Project Overview

A manufacturing company faced a significant operational challenge: thousands of tax exemption certificates stored as PDF files needed their data manually extracted and entered into Oracle E-Business Suite for compliance and financial processing. This labor-intensive process was error-prone, time-consuming, and created a backlog that delayed order processing.

I designed and implemented an automated solution that leverages Azure’s Content Understanding API to intelligently extract structured data from tax certificate PDFs and seamlessly integrates with the client’s Oracle EBS environment.
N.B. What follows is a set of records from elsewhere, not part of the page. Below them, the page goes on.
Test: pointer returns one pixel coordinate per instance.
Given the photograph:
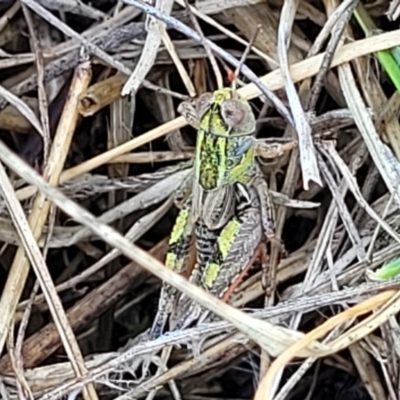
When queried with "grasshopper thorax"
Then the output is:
(225, 143)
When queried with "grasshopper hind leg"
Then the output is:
(178, 260)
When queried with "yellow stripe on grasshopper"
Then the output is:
(225, 241)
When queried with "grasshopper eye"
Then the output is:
(243, 146)
(234, 112)
(203, 103)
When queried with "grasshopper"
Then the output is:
(224, 204)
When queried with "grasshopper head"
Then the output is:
(225, 142)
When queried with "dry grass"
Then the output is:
(86, 200)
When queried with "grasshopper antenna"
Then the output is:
(244, 56)
(210, 55)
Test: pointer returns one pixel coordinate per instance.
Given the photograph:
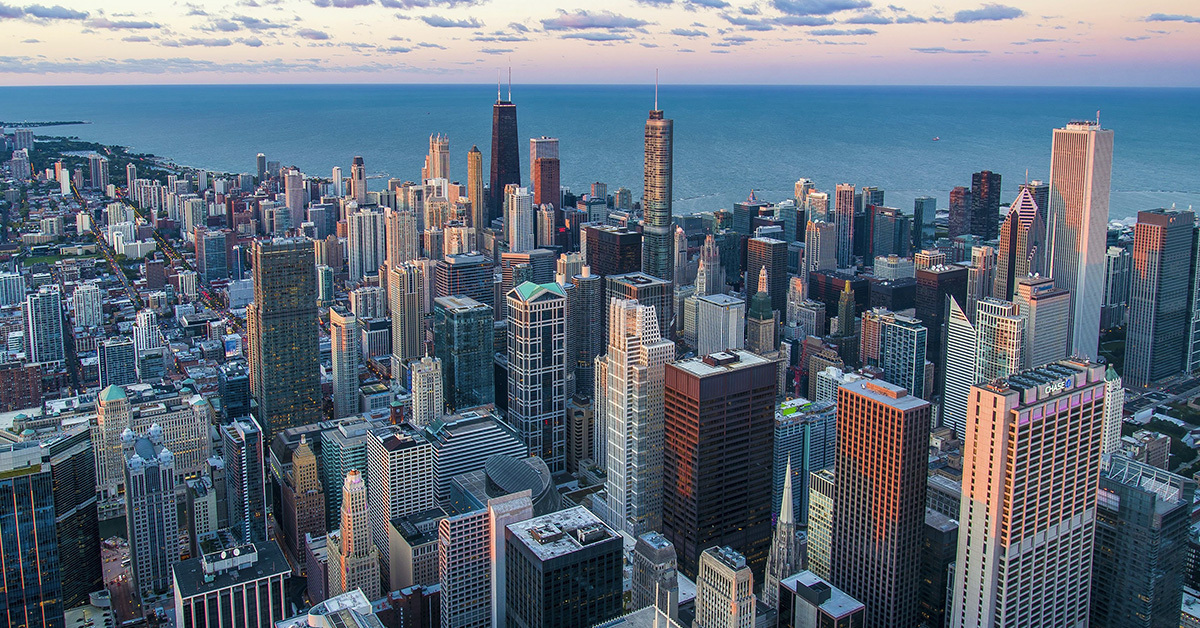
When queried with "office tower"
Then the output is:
(1025, 440)
(1048, 309)
(366, 244)
(118, 362)
(880, 498)
(629, 410)
(150, 510)
(468, 274)
(787, 548)
(1080, 169)
(903, 344)
(537, 352)
(429, 401)
(655, 580)
(808, 599)
(245, 479)
(719, 495)
(657, 197)
(43, 326)
(353, 560)
(359, 181)
(720, 323)
(240, 586)
(343, 341)
(1020, 245)
(463, 329)
(283, 335)
(772, 255)
(612, 250)
(960, 211)
(562, 569)
(1117, 274)
(984, 204)
(1159, 295)
(400, 482)
(405, 293)
(1141, 534)
(820, 521)
(33, 569)
(724, 590)
(923, 213)
(820, 246)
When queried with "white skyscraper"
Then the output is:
(631, 382)
(1032, 440)
(1080, 171)
(343, 336)
(520, 221)
(429, 401)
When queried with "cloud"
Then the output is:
(597, 36)
(105, 23)
(817, 7)
(447, 23)
(839, 33)
(312, 34)
(54, 12)
(940, 49)
(1173, 17)
(585, 19)
(988, 13)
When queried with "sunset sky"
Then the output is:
(1018, 42)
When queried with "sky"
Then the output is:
(958, 42)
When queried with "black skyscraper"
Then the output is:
(505, 157)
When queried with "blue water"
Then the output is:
(727, 139)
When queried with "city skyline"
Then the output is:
(691, 41)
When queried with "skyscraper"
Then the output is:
(283, 338)
(537, 386)
(343, 340)
(1080, 171)
(505, 149)
(465, 330)
(630, 388)
(657, 245)
(880, 498)
(353, 558)
(1033, 436)
(719, 496)
(1159, 297)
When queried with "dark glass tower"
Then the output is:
(505, 154)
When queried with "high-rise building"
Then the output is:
(1021, 246)
(1080, 172)
(629, 414)
(724, 590)
(43, 326)
(245, 479)
(343, 332)
(657, 258)
(465, 329)
(537, 384)
(353, 558)
(719, 495)
(283, 336)
(1141, 531)
(1033, 436)
(150, 510)
(880, 498)
(1159, 297)
(562, 569)
(655, 580)
(33, 568)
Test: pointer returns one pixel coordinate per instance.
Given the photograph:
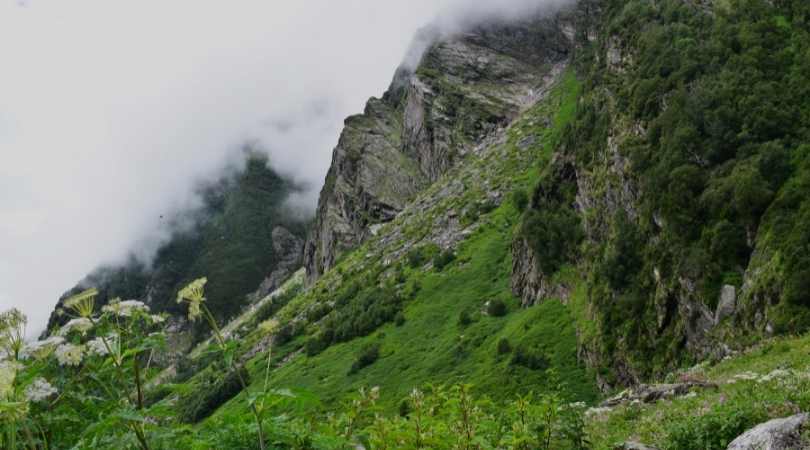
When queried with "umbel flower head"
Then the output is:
(69, 354)
(8, 372)
(41, 349)
(39, 390)
(194, 294)
(99, 347)
(12, 331)
(82, 303)
(80, 324)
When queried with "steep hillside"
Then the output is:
(677, 190)
(242, 238)
(583, 229)
(464, 89)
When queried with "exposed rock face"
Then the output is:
(289, 252)
(528, 281)
(466, 87)
(650, 393)
(777, 434)
(727, 305)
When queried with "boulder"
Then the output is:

The solution processes documents in batch, validates extracted data, and stores results in Oracle database tables for immediate use by downstream financial systems.

The system is now processing the company’s existing backlog of 5,700+ certificates while also handling new uploads, delivering consistent 95-99% accuracy and reducing per-document processing from manual hours to automated seconds.

Business Challenge

The business urgently needed to eliminate manual processing of tax exemption certificates that was creating several critical problems:

  • Manual Data Entry Backlog: Finance team had to manually open each PDF certificate and transcribe purchaser information, certificate numbers, and expiration dates into Oracle EBS
  • Processing Delays: Manual extraction was creating bottlenecks in order fulfillment, as tax exemption validation had to be completed before processing orders
  • Error Risk: Manual transcription introduced data quality issues that could result in compliance problems or incorrect tax treatment
  • Scalability: As the business grew, the volume of certificates increased but staffing couldn’t scale proportionally
  • No Audit Trail: Lack of automated tracking made it difficult to know which certificates had been processed or identify data quality issues
  • Expiration Management: No automated way to flag expiring certificates, risking use of invalid exemptions

The business needed an automated solution that could process their existing backlog of thousands of PDFs while handling new certificates as they arrived, all while maintaining data quality and integration with existing Oracle EBS workflows.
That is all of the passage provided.